The movie is Blue Velvet, and it is one of the bravest, strangest and most intensely personal works ever to come out of Hollywood. The filmmaker is David Lynch, who here announces that he’s back from the cosmic disappointment of Dune, back from the humanistic beauties of The Elephant Man, and is exploring the same stretch of the unconscious that made Eraserhead one of the most ineffably inventive films of our time. An artist at the peak of his powers, Lynch has thrown himself into one of the riskiest projects imaginable. He has grafted the hallucinatory abstractness of Eraserhead onto familiar Hollywood forms and created, in the process, a movie of dazzling expressiveness and artistry.

Deliberately or not (and probably not), Blue Velvet is an “outrage” in the Surrealist sense and will be received as such by small-town nostalgists, most citizens over 50, Meese Commission puritans, free-love advocates, women’s groups, Chambers of Commerce, the odd gay alliance, TV movie critics, and those who want their stories simple, their endings happy, their meanings neat and comfortable. This is radical moviemaking. In a year when Stand by Me and Ferris Bueller purvey Lite-wisdom about adolescence, Blue Velvet transforms the coming-of-age story into an allegory that flings back the bed sheets of the psyche and bursts taboos like balloons at a child’s party. In a time when filmmakers live by formula and cliché, Blue Velvet takes those formulas and clichés and drives them to commit suicide. In a decade when Reagan and Cougar Mellencamp croon about small-town America, David Lynch walks us through one small town and finds in its smiling faces the darkest dreams of the republic.

These dreams give rise to an eerie, funny, powerful film whose moody intensity most filmmakers couldn’t create if they tried and wouldn’t try to create if they could. Blue Velvet is a disturbing picture — it puts its madness into you — but it’s also an exhilaration. In its power to infuriate, agitate, sicken and delight, Lynch’s perfervid brainchild hearkens to the Buñuel-Dali collaborations of the late ’20s. Contradictory and nasty though it sometimes may be, Blue Velvet is clearly one of the few great films of the ’80s, could be the most sensational work of cinema since Last Tango in Paris. It has been years since a film reached me this deeply.

The opening is extraordinary.
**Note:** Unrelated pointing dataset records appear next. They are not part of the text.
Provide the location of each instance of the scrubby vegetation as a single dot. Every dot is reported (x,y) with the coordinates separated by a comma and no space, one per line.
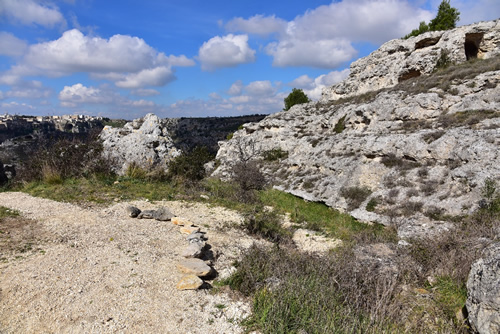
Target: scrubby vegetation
(446,18)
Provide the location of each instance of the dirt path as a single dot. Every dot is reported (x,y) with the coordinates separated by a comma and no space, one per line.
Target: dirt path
(99,271)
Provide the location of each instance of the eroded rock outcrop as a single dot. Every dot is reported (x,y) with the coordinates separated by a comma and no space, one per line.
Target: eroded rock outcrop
(399,60)
(408,155)
(152,142)
(144,142)
(483,292)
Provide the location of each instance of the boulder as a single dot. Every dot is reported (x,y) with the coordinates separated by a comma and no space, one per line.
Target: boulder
(483,292)
(144,142)
(193,250)
(147,214)
(133,211)
(195,267)
(163,214)
(416,152)
(3,177)
(189,282)
(402,59)
(189,229)
(181,221)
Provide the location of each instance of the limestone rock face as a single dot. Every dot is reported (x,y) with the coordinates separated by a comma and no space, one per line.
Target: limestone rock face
(483,292)
(416,152)
(399,59)
(189,282)
(195,267)
(3,176)
(144,142)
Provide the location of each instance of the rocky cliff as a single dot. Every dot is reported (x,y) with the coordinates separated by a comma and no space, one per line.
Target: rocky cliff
(151,142)
(412,154)
(400,59)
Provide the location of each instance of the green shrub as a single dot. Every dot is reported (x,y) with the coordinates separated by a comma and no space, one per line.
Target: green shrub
(134,171)
(266,224)
(57,159)
(6,212)
(297,96)
(275,154)
(355,196)
(294,292)
(446,18)
(370,206)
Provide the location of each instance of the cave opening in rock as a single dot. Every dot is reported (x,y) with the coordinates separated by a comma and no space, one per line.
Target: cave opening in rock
(471,45)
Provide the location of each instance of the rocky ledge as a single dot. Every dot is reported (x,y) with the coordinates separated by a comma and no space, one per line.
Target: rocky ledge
(399,60)
(410,155)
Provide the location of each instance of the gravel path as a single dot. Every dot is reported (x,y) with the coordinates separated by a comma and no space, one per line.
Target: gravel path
(99,271)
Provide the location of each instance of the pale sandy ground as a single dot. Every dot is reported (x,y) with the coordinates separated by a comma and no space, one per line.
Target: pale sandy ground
(96,270)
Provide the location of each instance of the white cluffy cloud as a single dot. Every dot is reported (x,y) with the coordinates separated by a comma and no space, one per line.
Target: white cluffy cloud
(324,37)
(258,25)
(10,45)
(29,12)
(226,51)
(128,61)
(78,95)
(313,87)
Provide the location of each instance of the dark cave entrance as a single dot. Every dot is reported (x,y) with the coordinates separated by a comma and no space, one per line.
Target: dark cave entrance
(472,42)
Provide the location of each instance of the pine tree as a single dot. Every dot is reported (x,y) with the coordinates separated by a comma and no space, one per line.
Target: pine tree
(446,18)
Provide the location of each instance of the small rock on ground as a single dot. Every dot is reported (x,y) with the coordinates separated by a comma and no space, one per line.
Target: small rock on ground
(189,282)
(194,266)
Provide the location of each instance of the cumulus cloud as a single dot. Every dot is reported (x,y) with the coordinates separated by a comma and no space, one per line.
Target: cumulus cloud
(10,45)
(324,37)
(29,12)
(236,88)
(477,10)
(260,88)
(258,25)
(128,61)
(145,92)
(314,86)
(321,53)
(79,94)
(226,51)
(158,76)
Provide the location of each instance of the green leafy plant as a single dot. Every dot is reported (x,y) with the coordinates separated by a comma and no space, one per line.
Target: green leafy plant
(190,165)
(446,18)
(275,154)
(340,126)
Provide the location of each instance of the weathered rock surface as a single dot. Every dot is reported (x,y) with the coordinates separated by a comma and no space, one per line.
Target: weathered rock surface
(151,142)
(144,142)
(483,292)
(133,211)
(194,266)
(421,149)
(147,214)
(400,59)
(189,282)
(3,177)
(189,229)
(163,214)
(194,249)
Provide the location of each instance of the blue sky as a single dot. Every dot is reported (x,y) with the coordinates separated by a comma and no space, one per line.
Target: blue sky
(191,58)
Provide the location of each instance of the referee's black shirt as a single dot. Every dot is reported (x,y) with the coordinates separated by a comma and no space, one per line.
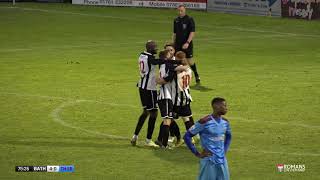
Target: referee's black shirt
(182,27)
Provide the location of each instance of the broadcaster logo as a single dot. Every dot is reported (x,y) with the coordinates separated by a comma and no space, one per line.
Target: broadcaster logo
(291,167)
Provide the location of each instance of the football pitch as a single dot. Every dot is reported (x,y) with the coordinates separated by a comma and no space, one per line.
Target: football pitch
(68,92)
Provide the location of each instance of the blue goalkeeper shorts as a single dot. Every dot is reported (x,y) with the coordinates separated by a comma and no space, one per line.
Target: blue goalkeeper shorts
(211,171)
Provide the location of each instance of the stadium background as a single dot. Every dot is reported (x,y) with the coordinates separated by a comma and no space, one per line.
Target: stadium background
(68,95)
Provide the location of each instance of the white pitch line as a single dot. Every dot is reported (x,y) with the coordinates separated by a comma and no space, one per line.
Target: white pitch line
(55,114)
(56,117)
(166,22)
(277,122)
(276,152)
(134,43)
(138,107)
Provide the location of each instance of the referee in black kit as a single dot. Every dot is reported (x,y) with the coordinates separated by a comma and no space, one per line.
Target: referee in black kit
(183,32)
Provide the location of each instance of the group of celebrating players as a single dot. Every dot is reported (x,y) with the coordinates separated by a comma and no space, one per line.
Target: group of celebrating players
(174,98)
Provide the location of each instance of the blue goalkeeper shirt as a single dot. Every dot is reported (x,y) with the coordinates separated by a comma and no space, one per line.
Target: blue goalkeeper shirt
(215,136)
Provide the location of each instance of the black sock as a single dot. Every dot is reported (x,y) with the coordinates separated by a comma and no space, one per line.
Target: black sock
(140,123)
(188,124)
(160,132)
(191,119)
(175,128)
(194,69)
(151,123)
(165,135)
(172,130)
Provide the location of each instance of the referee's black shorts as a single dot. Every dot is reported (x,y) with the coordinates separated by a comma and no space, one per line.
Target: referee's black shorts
(148,99)
(166,108)
(182,111)
(188,51)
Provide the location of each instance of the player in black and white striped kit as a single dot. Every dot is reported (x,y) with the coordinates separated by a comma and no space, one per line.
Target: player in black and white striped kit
(183,96)
(166,96)
(148,92)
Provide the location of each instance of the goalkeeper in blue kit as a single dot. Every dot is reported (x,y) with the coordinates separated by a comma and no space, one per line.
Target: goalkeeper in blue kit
(215,136)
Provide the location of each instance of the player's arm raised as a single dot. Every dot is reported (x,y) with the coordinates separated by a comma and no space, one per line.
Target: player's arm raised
(227,140)
(181,68)
(194,130)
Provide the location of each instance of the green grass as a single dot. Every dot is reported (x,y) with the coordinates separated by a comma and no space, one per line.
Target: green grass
(267,68)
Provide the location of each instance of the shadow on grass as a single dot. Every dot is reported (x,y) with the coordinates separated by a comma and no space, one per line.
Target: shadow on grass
(180,155)
(200,88)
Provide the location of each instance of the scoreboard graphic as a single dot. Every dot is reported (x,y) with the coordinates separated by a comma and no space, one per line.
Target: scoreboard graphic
(48,168)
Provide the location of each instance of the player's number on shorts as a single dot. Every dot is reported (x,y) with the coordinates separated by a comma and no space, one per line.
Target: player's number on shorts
(185,81)
(141,64)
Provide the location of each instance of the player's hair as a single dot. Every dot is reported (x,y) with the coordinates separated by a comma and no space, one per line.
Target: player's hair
(163,54)
(168,44)
(150,43)
(180,55)
(217,100)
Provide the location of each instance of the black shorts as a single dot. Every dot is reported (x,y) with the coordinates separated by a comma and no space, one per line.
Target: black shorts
(166,108)
(189,51)
(182,111)
(148,99)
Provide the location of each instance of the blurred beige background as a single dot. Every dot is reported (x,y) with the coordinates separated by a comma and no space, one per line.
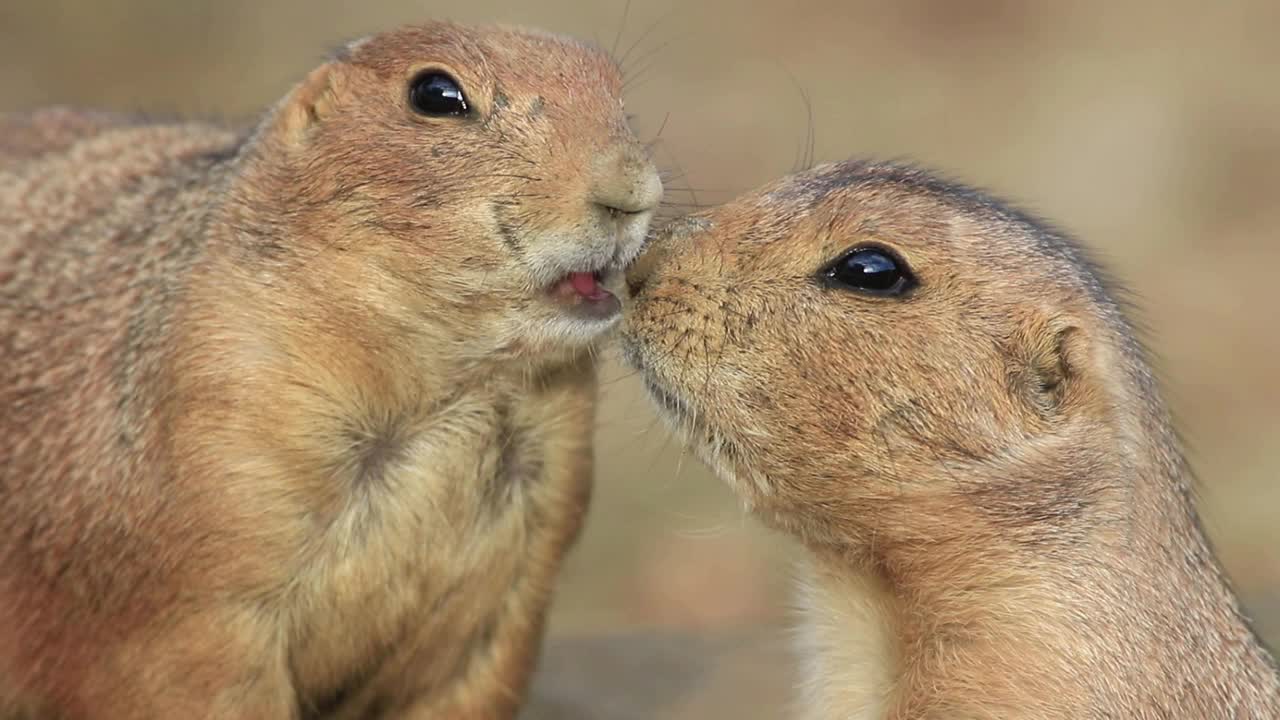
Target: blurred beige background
(1152,130)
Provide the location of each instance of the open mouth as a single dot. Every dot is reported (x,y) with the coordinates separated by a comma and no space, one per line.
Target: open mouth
(584,296)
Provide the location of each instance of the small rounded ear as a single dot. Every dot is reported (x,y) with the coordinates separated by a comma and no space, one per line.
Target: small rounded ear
(1050,361)
(310,103)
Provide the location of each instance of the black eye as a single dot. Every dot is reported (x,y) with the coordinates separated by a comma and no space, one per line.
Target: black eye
(437,95)
(871,270)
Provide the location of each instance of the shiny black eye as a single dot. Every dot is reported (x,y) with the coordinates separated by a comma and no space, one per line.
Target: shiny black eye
(871,270)
(438,95)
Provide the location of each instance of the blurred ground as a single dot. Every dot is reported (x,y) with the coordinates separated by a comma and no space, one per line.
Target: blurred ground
(1152,130)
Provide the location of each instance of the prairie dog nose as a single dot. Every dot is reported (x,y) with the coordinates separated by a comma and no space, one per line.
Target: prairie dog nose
(626,182)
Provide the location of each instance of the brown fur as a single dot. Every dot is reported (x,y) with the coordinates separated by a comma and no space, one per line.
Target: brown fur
(291,425)
(997,513)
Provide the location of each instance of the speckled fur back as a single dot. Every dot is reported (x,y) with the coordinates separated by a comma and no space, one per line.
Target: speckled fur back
(100,218)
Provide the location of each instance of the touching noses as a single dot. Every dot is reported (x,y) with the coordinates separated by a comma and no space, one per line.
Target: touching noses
(626,186)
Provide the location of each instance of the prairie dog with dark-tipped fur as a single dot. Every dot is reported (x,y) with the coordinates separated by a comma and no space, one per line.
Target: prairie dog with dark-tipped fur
(941,400)
(297,423)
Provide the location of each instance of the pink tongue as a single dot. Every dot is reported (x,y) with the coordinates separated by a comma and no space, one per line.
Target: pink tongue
(585,285)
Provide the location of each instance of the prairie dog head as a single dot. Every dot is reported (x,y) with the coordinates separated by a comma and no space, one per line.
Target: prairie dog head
(860,350)
(484,180)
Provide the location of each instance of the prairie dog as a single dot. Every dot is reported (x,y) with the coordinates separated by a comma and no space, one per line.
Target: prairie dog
(297,422)
(941,400)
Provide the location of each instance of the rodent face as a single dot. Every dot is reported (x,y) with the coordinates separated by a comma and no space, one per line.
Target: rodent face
(824,405)
(487,171)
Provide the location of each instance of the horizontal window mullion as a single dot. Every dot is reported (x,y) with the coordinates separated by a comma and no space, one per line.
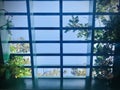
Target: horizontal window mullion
(102,66)
(107,13)
(55,54)
(15,13)
(18,41)
(63,66)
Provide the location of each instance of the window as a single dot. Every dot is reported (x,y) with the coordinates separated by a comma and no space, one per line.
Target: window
(62,38)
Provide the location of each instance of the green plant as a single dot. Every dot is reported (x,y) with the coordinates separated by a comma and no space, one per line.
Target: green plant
(112,33)
(14,68)
(8,23)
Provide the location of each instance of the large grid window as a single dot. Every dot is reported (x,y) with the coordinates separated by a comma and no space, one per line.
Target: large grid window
(61,38)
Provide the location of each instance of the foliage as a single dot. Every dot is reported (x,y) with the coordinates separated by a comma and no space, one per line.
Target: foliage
(8,23)
(14,68)
(110,33)
(19,48)
(107,5)
(75,24)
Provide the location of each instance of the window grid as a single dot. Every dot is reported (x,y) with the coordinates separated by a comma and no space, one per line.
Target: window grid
(60,14)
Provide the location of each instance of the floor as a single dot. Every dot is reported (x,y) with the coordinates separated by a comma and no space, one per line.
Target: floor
(54,84)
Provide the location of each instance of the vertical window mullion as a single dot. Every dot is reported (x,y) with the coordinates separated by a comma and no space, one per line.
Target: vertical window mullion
(30,36)
(92,39)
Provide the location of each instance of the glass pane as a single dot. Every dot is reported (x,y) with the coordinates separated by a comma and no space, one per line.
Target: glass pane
(19,35)
(20,60)
(15,6)
(76,34)
(26,73)
(74,84)
(75,6)
(46,21)
(47,35)
(107,5)
(101,20)
(20,21)
(99,35)
(75,72)
(103,60)
(47,48)
(76,60)
(19,48)
(102,73)
(48,72)
(76,48)
(45,6)
(104,48)
(76,21)
(47,61)
(107,21)
(107,34)
(23,73)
After a long shot of the most pestilent-looking blue velvet imaginable (a pulsing, crushed velvet), Bobby Vinton’s sappy ballad pours onto the soundtrack and accompanies an intensely colored shot of red flowers against a white picket fence and a blue sky ­— a red-white-and-blue vision whose saturated ’50s hues announce, in a sense, Lynch’s whole approach: Everything is slightly off — don’t trust it. The subsequent images (a fireman waving mechanically, kids at a crosswalk, a trim white house) reinforce a cockeyed picture of Americana, one that soon cracks apart. For inside the white house, two women watch a TV program where a man is holding a gun; outside, a man watering his lawn clutches his neck, as if stung or shot. He falls to the ground, his (obviously) phallic hose shooting into the air, a little boy watches the toppled figure (his father?), and the camera tracks down deep into the grass where strange, ugly beetles climb all over each other to the highly amplified sound of their grinding, clicking roar. End of sequence. From apple-pie order to insect madness in a little over a minute.

The stricken man turns out to be the father of Jeffrey Beaumont (Kyle MacLachlan), an eager young man whose boyish good looks come shaded with neurosis. (Interestingly enough, Jeffrey’s dark coat and fastened top shirt button recall Lynch himself.) Called back home from college to literally “mind the store” while Dad recuperates, he wanders around Lumberton, an archetypically timeless small town with a Central High, a Lincoln Street, and a radio station (WOOD) breezing out the usual corn-fed pleasantries (“At the sound of the falling tree” — crash — “the time will be . . .”). At first, Jeffrey seems oppressed by his father’s machine-bound silence in the hospital, yet as any psychoanalyst could tell you, the disappearance of the father is also a liberation — here, one that yields dangerous fruits almost immediately.